Musik und Mundart fielen ihm als erstes ein, wenn er an den scheidenden Superintendenten denke, sagt Klaus Stark, geschäftsführender Vorstand des hiesigen Diakoniewerkes. „Sie sind in wahrlich große Fußstapfen getreten und haben die enorme Herausforderung des Amtes angenommen“, fährt er fort. „Manchmal habe ich mich sogar gefragt, weshalb Sie Superintendent geworden sind, denn Sie sind ein vortrefflicher Pfarrer“, betont Stark schmunzelnd und in Anlehnung der Mundart-Gottesdienste, die Rau beispielsweise zum Tag der Franken 2019 hielt. Doch vor allem während des Lockdowns habe er sich in seiner Funktion bewährt und den Kirchenkreis sicher durch diese Mammutaufgabe geleitet, wofür Stark sich auch im Namen des Verwaltungsrates bedankt.
„Mein Start als Superintendent war rasant“, erinnert sich Thomas Rau. Sehr oft sei er unterwegs gewesen, viele Aufgaben galt es zu bewältigen. „Nur ein Jahr später ereilte uns alle die Pandemie, und auch wir als Kirche waren zum sogenannten Lockdown gezwungen“, sagt der 60-Jährige. „So saß ich den ganzen Tag daheim und nahm an Videokonferenzen teil.“ Neue Wege mussten gefunden werden, um den Kontakt zu den Menschen nicht zu verlieren, ihnen Trost und Zuspruch zu spenden, den sie in dieser Zeit mehr als sonst benötigten. Mit Hilfe von Videobotschaften fand sich ein komfortabler und umsetzbarer Weg, nicht nur zu den Kirchenmitgliedern Verbindung aufzunehmen und zu halten – ein Weg, der besonders Schwester Annette Hellbach in Erinnerung geblieben ist, die als Pflegedienstleitung im Altenpflegeheim „Annastift“ die Anfangszeiten des Lockdowns hautnah miterlebt hat.

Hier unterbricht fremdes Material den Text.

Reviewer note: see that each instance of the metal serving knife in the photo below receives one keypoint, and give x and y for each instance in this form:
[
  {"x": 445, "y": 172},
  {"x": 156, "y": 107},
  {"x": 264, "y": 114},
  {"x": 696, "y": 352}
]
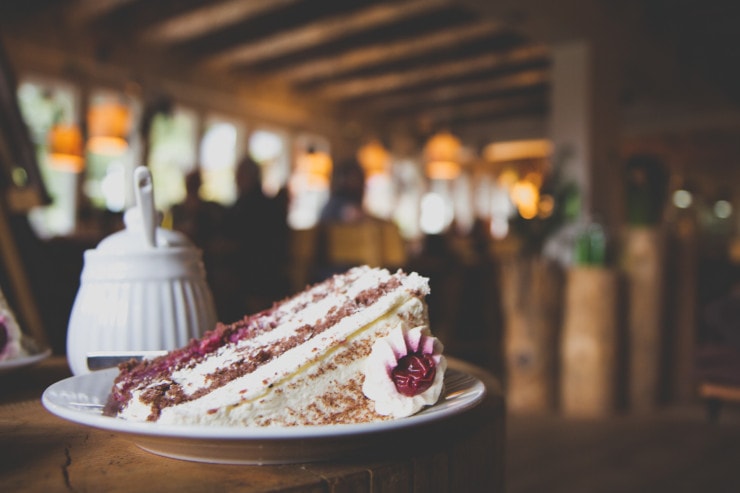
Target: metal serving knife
[{"x": 100, "y": 360}]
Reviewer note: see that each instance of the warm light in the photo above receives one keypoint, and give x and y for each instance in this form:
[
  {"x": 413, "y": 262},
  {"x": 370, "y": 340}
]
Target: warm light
[
  {"x": 722, "y": 209},
  {"x": 65, "y": 148},
  {"x": 525, "y": 196},
  {"x": 315, "y": 168},
  {"x": 682, "y": 199},
  {"x": 434, "y": 214},
  {"x": 373, "y": 158},
  {"x": 546, "y": 206},
  {"x": 442, "y": 154},
  {"x": 108, "y": 126},
  {"x": 442, "y": 170},
  {"x": 517, "y": 150},
  {"x": 507, "y": 178}
]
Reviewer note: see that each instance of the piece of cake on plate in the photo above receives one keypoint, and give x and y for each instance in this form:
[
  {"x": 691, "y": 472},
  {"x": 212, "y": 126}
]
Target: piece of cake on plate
[{"x": 355, "y": 348}]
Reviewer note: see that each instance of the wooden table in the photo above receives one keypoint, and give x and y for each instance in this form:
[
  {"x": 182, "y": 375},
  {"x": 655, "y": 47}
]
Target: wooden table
[{"x": 42, "y": 452}]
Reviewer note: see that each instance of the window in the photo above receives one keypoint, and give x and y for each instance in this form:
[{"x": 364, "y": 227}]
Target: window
[
  {"x": 43, "y": 105},
  {"x": 219, "y": 150},
  {"x": 270, "y": 150},
  {"x": 172, "y": 154}
]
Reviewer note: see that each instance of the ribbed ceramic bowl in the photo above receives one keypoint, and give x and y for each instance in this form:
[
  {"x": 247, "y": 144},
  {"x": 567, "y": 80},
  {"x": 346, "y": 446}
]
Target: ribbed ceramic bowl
[{"x": 140, "y": 301}]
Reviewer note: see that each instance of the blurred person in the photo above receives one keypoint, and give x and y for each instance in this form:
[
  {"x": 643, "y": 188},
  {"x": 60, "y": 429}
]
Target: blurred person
[
  {"x": 256, "y": 225},
  {"x": 347, "y": 194},
  {"x": 199, "y": 219}
]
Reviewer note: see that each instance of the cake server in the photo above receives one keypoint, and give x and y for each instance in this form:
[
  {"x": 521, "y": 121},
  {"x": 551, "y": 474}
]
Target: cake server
[{"x": 100, "y": 360}]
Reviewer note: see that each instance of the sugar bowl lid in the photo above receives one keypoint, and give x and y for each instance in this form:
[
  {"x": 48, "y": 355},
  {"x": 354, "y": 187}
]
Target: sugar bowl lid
[{"x": 142, "y": 232}]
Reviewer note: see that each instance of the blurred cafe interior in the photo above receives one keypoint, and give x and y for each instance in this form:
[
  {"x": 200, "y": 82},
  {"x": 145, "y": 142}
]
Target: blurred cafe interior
[{"x": 565, "y": 173}]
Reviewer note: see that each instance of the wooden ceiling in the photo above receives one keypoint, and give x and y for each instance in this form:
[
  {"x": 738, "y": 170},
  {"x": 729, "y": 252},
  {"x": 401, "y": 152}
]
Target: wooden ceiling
[
  {"x": 420, "y": 64},
  {"x": 428, "y": 63}
]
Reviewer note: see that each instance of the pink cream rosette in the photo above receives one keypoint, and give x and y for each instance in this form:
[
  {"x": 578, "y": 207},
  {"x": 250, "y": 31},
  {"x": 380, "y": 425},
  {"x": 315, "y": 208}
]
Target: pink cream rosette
[{"x": 405, "y": 372}]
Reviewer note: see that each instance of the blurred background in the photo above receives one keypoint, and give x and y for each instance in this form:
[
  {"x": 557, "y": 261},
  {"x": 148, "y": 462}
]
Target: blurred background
[{"x": 564, "y": 172}]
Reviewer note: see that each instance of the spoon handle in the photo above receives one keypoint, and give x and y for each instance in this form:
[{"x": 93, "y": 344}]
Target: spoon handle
[{"x": 145, "y": 198}]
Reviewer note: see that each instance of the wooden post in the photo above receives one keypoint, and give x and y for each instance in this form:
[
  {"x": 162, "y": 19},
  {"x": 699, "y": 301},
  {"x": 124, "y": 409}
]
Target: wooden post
[
  {"x": 532, "y": 300},
  {"x": 589, "y": 343},
  {"x": 643, "y": 266}
]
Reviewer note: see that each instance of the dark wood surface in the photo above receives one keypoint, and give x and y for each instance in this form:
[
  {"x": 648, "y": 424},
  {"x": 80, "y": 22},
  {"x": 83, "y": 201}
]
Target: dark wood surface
[
  {"x": 674, "y": 449},
  {"x": 41, "y": 452}
]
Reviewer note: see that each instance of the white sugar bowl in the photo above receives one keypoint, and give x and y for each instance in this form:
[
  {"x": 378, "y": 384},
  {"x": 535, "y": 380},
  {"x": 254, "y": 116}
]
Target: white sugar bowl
[{"x": 142, "y": 288}]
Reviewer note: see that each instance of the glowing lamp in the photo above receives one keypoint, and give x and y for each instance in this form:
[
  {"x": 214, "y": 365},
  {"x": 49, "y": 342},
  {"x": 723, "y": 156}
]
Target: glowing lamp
[
  {"x": 517, "y": 150},
  {"x": 373, "y": 158},
  {"x": 65, "y": 148},
  {"x": 108, "y": 126},
  {"x": 315, "y": 167},
  {"x": 442, "y": 155}
]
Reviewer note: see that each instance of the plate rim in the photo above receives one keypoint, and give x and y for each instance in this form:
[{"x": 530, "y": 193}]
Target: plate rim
[
  {"x": 475, "y": 394},
  {"x": 25, "y": 360}
]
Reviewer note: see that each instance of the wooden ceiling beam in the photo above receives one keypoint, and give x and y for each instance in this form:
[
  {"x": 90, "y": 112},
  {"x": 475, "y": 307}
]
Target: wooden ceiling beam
[
  {"x": 332, "y": 66},
  {"x": 373, "y": 85},
  {"x": 87, "y": 11},
  {"x": 450, "y": 93},
  {"x": 208, "y": 18},
  {"x": 323, "y": 31},
  {"x": 475, "y": 110}
]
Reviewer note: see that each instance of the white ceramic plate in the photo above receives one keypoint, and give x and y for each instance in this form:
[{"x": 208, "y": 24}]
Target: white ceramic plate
[
  {"x": 79, "y": 399},
  {"x": 22, "y": 361}
]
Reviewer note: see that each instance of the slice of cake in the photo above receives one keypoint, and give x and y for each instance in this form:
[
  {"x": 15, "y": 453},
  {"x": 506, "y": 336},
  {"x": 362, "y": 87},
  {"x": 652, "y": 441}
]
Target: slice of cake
[{"x": 355, "y": 348}]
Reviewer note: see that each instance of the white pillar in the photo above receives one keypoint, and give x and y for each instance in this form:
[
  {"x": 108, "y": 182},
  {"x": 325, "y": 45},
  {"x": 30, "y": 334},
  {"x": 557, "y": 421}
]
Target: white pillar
[{"x": 584, "y": 124}]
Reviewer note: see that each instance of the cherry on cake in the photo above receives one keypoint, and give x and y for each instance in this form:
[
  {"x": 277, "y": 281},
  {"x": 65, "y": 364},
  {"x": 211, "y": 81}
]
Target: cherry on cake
[{"x": 355, "y": 348}]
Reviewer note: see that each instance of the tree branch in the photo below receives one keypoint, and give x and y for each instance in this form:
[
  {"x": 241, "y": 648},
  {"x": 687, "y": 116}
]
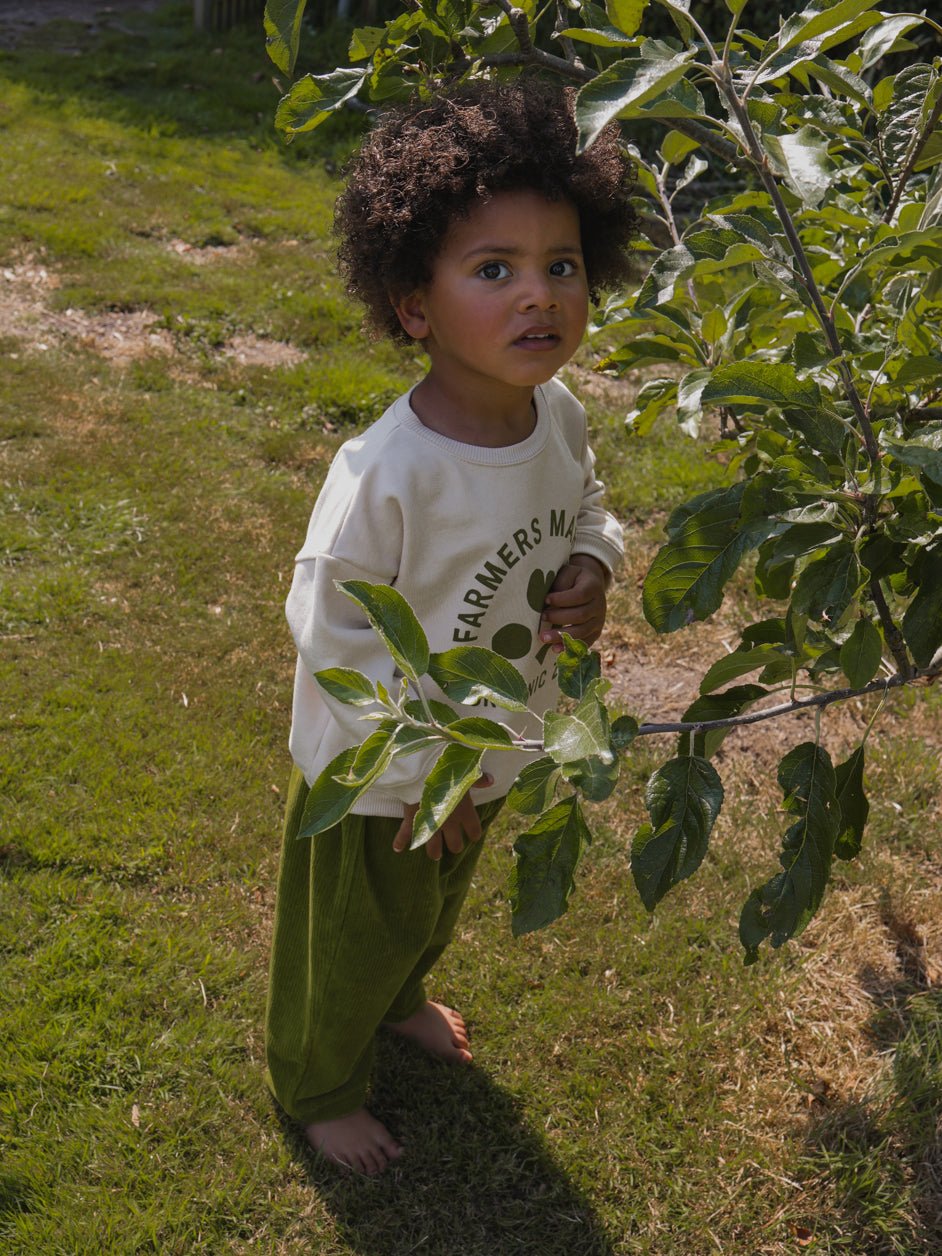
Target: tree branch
[
  {"x": 932, "y": 122},
  {"x": 819, "y": 700},
  {"x": 827, "y": 322},
  {"x": 546, "y": 60},
  {"x": 891, "y": 631}
]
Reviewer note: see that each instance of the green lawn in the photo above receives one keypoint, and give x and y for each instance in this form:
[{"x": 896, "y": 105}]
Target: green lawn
[{"x": 636, "y": 1089}]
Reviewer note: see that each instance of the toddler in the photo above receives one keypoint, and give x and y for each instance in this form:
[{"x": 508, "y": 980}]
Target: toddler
[{"x": 470, "y": 227}]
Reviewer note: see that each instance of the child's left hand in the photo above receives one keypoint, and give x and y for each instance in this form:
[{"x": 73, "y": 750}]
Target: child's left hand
[{"x": 577, "y": 602}]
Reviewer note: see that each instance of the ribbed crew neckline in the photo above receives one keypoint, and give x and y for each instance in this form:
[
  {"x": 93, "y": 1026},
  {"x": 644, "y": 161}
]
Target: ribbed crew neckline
[{"x": 484, "y": 455}]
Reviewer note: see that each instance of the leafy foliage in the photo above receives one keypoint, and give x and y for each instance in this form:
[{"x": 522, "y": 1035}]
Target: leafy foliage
[{"x": 799, "y": 308}]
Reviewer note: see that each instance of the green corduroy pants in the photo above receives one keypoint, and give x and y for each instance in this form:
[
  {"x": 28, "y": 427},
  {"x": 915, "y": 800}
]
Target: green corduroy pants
[{"x": 357, "y": 928}]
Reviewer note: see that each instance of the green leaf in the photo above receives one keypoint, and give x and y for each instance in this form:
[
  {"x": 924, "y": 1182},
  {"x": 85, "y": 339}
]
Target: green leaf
[
  {"x": 706, "y": 545},
  {"x": 904, "y": 113},
  {"x": 683, "y": 798},
  {"x": 283, "y": 32},
  {"x": 737, "y": 663},
  {"x": 820, "y": 18},
  {"x": 313, "y": 98},
  {"x": 860, "y": 653},
  {"x": 629, "y": 82},
  {"x": 441, "y": 711},
  {"x": 879, "y": 39},
  {"x": 395, "y": 622},
  {"x": 364, "y": 42},
  {"x": 471, "y": 673},
  {"x": 328, "y": 800},
  {"x": 661, "y": 280},
  {"x": 680, "y": 101},
  {"x": 675, "y": 147},
  {"x": 774, "y": 383},
  {"x": 820, "y": 428},
  {"x": 801, "y": 158},
  {"x": 623, "y": 731},
  {"x": 626, "y": 14},
  {"x": 853, "y": 806},
  {"x": 781, "y": 907},
  {"x": 450, "y": 779},
  {"x": 485, "y": 734},
  {"x": 577, "y": 667},
  {"x": 828, "y": 585},
  {"x": 690, "y": 389},
  {"x": 371, "y": 760},
  {"x": 922, "y": 622},
  {"x": 602, "y": 37},
  {"x": 716, "y": 706},
  {"x": 583, "y": 734},
  {"x": 594, "y": 778},
  {"x": 546, "y": 857},
  {"x": 348, "y": 685},
  {"x": 531, "y": 793},
  {"x": 922, "y": 450}
]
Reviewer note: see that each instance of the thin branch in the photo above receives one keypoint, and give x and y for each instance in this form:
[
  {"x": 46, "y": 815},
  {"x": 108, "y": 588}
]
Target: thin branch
[
  {"x": 536, "y": 57},
  {"x": 923, "y": 138},
  {"x": 818, "y": 701},
  {"x": 827, "y": 322},
  {"x": 711, "y": 142},
  {"x": 891, "y": 631}
]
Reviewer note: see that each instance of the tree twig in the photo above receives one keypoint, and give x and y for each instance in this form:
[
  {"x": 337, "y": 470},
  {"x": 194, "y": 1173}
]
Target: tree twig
[{"x": 923, "y": 138}]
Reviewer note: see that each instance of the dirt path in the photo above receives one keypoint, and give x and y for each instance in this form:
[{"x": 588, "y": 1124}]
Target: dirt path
[{"x": 18, "y": 18}]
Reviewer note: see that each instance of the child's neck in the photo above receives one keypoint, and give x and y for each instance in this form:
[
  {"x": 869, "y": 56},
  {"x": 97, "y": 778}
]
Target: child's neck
[{"x": 506, "y": 417}]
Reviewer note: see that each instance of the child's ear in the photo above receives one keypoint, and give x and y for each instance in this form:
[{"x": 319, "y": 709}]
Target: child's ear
[{"x": 411, "y": 314}]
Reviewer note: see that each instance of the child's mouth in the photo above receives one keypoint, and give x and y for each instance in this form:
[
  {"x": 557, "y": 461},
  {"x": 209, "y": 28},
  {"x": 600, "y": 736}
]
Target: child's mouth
[{"x": 538, "y": 341}]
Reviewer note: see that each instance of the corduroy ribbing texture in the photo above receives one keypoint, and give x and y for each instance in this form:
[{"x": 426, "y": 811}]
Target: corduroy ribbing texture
[{"x": 357, "y": 928}]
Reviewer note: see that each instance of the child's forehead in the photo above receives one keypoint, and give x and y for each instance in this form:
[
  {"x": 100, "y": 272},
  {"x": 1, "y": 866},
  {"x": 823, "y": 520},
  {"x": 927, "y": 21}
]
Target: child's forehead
[{"x": 520, "y": 212}]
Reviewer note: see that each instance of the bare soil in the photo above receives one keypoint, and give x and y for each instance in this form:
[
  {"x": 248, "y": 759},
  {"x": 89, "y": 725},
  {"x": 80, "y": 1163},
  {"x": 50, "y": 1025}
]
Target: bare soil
[{"x": 18, "y": 18}]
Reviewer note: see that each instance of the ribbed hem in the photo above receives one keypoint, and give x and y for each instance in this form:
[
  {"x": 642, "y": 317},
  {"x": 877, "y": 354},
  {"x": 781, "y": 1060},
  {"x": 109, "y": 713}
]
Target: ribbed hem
[
  {"x": 481, "y": 455},
  {"x": 609, "y": 555}
]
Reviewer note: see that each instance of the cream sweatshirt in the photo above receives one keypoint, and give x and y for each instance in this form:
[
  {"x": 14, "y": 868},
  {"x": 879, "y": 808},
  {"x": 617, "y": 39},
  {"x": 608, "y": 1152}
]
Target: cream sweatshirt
[{"x": 472, "y": 538}]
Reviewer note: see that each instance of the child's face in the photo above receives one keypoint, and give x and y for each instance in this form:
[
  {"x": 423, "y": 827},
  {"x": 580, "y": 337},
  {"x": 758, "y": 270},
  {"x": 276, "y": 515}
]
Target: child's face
[{"x": 508, "y": 302}]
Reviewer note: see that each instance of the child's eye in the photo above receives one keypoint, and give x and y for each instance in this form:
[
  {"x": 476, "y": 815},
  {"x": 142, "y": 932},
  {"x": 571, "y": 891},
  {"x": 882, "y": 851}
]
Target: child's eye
[
  {"x": 494, "y": 270},
  {"x": 563, "y": 268}
]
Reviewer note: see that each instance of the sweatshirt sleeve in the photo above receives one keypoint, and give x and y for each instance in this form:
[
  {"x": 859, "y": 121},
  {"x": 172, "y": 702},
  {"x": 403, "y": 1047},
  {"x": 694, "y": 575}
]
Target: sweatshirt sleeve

In Erinnerung an gemeinsame Zeiten schwelgen auch Ulrike Buenger und Christine Kalies, beides Mitarbeiterinnen im Diakoniewerk und Mitglieder der hauseigenen Fachgruppe „Geistliches Leben“: „Mit dir zusammenzuarbeiten war stets unkompliziert“, sagt Buenger. „Freundlich und offen bist du auf die Menschen zugegangen, ohne oberflächlich zu sein.“ Kollegin Kalies ergänzt: „Es hat immer gutgetan, wenn du dabei warst, und ich habe viele schöne Erinnerungen, die mir nachhaltig im Gedächtnis geblieben sind.“ Weniger Worte braucht Steffen Breitung, Gesamtwerkstattleiter der Werkstätten für angepasste Arbeit (Wefa); umso symbolischer ist das Abschiedsgeschenk, das er im Namen der Beschäftigten und Mitarbeiter im Gepäck hat: einen Birnbaum, mit dem die Werkstätten am Standort Sonneberg „Auf Wiedersehen“ sagen.
Diese kleinen Gesten sind es, die den scheidenden Superintendenten und seine Frau Sibylle besonders berühren. Sie zeigen die Verbundenheit zwischen Kirche und Diakonie, denn: „Das Diakoniewerk ist eine wichtige Klammer und ein ebensolcher Partner gerade bei der künftigen Umstrukturierung der Kirchenkreise“, betont Rau. „Das Diakoniewerk ist die DNA des Kirchenkreises, und jeder kann etwas beitragen. Deshalb müssen wir uns immer neu untereinander verbinden.“ Gerade am Anfang seines Dienstes seien die Meinungen auch einmal auseinandergegangen, erinnert er sich. „Doch ich habe stets versucht zu transportieren, dass wir eine dienende Gemeinschaft sind, so wie es von Anfang an war. Kirche kann nur Kirche sein, wenn sie den diakonischen Gedanken lebt.“
Thomas Rau und seine Familie schlagen wegen gesundheitlicher Belastungen einen neuen Weg ein. Er wird im Pfarrdienst bleiben, jedoch nicht im Kirchenkreis. Doch wer weiß? Vielleicht klappt es ja doch mit einem gemeinsamen Gottesdienst von Pfarrer Rau und Gustav Luthardt – in itzgründischer Mundart, versteht sich.